Linking Office and the Web Via Script
October 16, 2000
Note The code sample download originally included with this article is no longer available.
I get quite a few requests from customers about how best to integrate Microsoft Office documents and the Web. This can mean a multitude of requirements and expectations, but I thought I'd cover some of the ways that you can use script as the glue to integrate Office content within a Web application. I'm going to cover two main areas of Office integration:
- Generating Office content.
- Integrating Office content into a Web application.

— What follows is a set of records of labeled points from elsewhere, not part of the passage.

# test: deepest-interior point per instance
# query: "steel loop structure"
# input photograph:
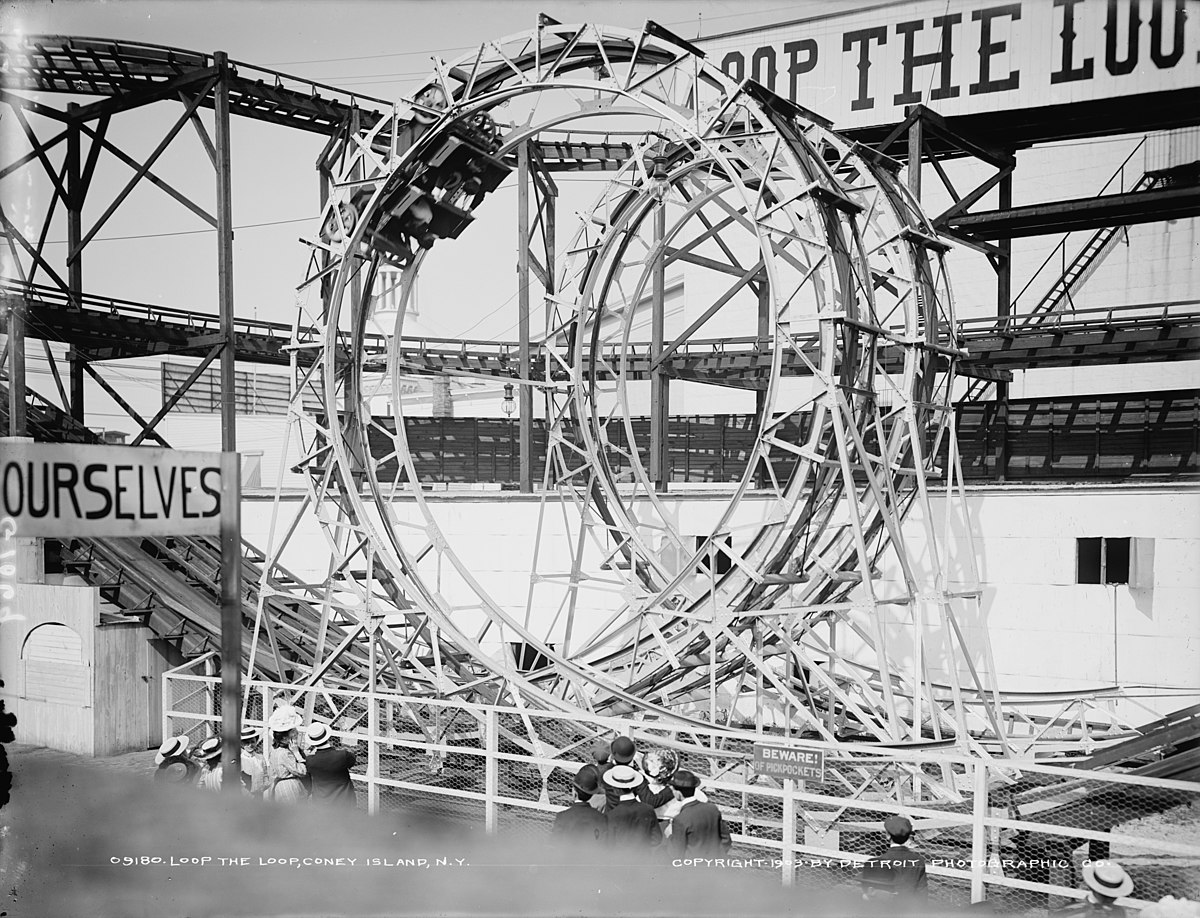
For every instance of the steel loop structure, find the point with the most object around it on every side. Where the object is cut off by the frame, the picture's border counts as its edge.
(798, 607)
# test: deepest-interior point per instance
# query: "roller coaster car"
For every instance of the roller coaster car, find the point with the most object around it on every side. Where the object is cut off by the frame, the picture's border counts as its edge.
(421, 211)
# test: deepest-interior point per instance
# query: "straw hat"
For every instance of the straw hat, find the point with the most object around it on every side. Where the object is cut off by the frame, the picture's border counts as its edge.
(171, 748)
(319, 736)
(623, 778)
(209, 749)
(1108, 877)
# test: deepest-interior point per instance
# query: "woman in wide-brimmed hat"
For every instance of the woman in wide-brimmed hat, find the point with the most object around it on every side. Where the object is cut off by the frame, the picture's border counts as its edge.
(1107, 881)
(174, 765)
(209, 751)
(286, 775)
(329, 768)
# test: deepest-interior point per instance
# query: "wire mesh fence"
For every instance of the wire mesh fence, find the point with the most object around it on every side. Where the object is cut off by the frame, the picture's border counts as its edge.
(1014, 833)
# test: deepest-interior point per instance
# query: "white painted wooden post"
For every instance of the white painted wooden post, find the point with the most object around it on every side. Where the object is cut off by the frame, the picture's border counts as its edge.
(491, 769)
(978, 837)
(789, 832)
(268, 696)
(372, 753)
(167, 730)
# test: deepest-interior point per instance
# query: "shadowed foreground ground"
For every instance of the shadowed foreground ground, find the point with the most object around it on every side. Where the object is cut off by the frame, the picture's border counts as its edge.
(71, 819)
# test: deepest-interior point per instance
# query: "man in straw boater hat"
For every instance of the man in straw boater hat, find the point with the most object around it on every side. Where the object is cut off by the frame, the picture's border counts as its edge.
(1107, 881)
(253, 765)
(329, 768)
(209, 751)
(580, 821)
(900, 871)
(624, 753)
(699, 829)
(174, 765)
(631, 822)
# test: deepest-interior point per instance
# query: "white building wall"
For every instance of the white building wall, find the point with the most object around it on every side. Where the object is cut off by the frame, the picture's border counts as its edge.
(1048, 633)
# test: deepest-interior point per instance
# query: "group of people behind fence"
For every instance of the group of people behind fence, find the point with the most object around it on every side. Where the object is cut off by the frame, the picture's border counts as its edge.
(636, 808)
(293, 771)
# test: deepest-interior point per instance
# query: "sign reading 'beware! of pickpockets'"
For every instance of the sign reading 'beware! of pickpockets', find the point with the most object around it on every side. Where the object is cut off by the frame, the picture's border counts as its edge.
(84, 491)
(802, 765)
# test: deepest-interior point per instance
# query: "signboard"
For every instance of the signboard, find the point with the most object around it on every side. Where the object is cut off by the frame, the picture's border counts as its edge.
(801, 765)
(967, 55)
(79, 490)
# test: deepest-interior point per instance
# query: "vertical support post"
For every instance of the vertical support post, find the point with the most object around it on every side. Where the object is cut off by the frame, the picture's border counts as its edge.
(268, 699)
(491, 768)
(760, 395)
(978, 837)
(757, 676)
(17, 367)
(165, 708)
(660, 395)
(75, 265)
(789, 853)
(525, 400)
(372, 732)
(225, 256)
(231, 466)
(1003, 310)
(916, 149)
(210, 707)
(231, 622)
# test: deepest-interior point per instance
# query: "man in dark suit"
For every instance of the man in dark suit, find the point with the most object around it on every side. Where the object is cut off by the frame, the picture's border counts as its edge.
(329, 768)
(581, 821)
(901, 870)
(699, 831)
(631, 823)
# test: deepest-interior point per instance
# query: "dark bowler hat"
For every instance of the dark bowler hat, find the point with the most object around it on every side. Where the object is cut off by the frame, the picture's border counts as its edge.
(623, 750)
(684, 779)
(587, 780)
(897, 826)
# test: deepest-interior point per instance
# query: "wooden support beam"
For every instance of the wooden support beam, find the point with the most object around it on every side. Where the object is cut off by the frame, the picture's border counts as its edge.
(129, 409)
(525, 397)
(178, 394)
(225, 249)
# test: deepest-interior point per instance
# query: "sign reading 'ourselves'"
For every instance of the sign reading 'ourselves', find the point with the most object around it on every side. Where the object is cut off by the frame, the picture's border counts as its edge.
(71, 490)
(802, 765)
(969, 55)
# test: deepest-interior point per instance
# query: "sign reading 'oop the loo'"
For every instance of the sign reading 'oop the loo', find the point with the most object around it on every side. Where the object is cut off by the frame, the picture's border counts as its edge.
(85, 491)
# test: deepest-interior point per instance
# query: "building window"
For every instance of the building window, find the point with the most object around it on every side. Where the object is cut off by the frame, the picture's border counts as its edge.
(1102, 561)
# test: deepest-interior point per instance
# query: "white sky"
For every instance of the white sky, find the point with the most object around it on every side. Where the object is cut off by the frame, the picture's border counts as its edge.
(156, 251)
(376, 48)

To illustrate this, I'm going to use the mythical fabrikam.com Web application (and, of course, that means that no association with any real company, organization, product, domain name, e-mail address, logo, person, places, or events is intended or should be inferred), and I'll build on the simple example I covered in my April article. The fabrikam.com Web site allows script authors to upload useful scripts, which can be shared among other script authors who subscribe to the site. The plan was to integrate a billing mechanism for scripts at some point. Script authors would also be able to advertise their script-writing abilities, and fabrikam.com would link those authors to people who wanted to commission scripts.
For our purposes, imagine that the billing and matching functionalities are being developed—and some behind-the-scenes systems, invisible to the Web customer, must manage the legal requirements for prospective script vendors. In addition, reporting mechanisms are required so that the folks who actually run fabrikam.com can see what's going on.

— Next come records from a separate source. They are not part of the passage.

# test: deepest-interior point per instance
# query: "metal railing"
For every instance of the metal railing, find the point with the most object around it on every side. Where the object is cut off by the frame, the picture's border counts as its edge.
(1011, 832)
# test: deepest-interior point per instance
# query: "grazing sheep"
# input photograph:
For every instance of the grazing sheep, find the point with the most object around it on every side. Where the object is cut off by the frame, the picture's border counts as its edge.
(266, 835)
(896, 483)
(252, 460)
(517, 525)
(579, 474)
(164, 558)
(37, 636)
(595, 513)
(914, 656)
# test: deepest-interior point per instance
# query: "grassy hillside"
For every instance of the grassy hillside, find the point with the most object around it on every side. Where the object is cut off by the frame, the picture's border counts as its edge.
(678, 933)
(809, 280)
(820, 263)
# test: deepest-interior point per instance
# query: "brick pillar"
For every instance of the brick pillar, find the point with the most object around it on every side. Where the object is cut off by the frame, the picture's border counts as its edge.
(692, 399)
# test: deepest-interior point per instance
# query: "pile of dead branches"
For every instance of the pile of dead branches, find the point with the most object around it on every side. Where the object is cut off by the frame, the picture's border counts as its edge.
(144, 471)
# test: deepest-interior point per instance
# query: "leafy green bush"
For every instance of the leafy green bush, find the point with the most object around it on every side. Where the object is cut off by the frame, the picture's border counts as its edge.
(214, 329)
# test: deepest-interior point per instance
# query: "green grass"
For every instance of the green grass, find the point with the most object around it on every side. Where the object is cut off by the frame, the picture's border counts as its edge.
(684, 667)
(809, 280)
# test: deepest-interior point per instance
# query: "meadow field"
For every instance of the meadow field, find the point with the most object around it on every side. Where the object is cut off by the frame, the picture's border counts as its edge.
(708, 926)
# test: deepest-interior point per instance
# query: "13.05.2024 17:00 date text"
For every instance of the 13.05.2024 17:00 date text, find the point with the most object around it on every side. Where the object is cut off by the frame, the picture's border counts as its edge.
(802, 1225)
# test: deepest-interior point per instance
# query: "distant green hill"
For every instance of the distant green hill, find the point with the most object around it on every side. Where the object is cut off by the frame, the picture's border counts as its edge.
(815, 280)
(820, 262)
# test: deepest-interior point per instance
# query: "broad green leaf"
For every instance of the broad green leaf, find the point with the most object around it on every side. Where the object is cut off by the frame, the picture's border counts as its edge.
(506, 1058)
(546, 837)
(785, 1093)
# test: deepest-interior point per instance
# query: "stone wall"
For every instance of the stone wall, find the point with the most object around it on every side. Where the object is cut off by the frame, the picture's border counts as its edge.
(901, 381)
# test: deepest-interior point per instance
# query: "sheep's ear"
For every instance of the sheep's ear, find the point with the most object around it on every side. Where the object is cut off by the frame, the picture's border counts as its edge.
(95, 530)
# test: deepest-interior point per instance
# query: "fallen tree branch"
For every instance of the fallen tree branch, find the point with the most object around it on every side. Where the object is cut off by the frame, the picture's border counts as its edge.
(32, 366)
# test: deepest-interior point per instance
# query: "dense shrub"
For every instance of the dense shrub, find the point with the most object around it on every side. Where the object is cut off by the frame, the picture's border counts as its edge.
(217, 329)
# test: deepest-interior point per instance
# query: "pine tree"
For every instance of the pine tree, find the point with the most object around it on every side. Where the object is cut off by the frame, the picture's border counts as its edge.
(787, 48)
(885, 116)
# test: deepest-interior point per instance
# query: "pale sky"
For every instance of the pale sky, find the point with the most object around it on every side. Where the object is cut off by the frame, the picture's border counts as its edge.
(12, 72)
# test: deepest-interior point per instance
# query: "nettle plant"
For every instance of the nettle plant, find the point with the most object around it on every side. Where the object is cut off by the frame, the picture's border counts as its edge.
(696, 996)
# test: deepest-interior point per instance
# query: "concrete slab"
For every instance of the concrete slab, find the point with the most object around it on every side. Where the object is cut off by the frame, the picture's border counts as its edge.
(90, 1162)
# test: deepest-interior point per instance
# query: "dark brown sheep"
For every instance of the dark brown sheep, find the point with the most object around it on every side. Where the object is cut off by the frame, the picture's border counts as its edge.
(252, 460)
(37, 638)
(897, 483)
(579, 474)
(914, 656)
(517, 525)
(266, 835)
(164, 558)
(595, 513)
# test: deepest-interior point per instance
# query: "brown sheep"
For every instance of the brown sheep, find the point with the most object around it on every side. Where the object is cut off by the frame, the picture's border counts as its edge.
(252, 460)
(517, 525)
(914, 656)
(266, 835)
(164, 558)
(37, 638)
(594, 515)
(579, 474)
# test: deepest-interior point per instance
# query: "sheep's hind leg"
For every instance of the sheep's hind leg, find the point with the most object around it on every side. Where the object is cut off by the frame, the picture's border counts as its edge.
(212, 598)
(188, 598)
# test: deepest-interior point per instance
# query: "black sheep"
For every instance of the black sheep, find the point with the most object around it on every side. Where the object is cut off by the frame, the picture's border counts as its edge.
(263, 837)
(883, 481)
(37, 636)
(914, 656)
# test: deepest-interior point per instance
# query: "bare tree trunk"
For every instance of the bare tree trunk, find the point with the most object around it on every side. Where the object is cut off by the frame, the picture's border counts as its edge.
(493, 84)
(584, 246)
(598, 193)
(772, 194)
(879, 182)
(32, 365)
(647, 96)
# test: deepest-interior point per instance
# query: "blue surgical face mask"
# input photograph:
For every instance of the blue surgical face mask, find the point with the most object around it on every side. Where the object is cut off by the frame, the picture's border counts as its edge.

To sign up a script vendor for the work-for-hire matching capabilities, we need the vendor to sign a contract and return it to fabrikam.com. In the future, this could all be done electronically; until that day arrives, a paper contract with the appropriate signatures is the only documentation that the fabrikam.com lawyers will accept.
Whenever a customer signs up to be a provider on the service, the fabrikam.com staff must cut and paste information from the sign-up Web page into a Microsoft Word document, which can then be sent to the applicant for signatures. The current workload makes this process acceptable, if not efficient, but as the business grows, the administrative staff will need a much more automated system. Automation will allow the administrative staff members to use their time more efficiently, and it will also cut down on the number of mistakes in each contract because the system will no longer rely on a manual, cut-and-paste transfer from one application to another. Since each contract may be changed to meet a customer's requirements, it's vital that each original contract be saved for future reference.
To meet the requirements of the administrative department and keep a copy of the contract, fabrikam.com has built a system using Active Server Pages (ASP) technology, Visual Basic Scripting Edition (VBScript), ActiveX Data Objects (ADO), SQL Server, and Microsoft Word 2000.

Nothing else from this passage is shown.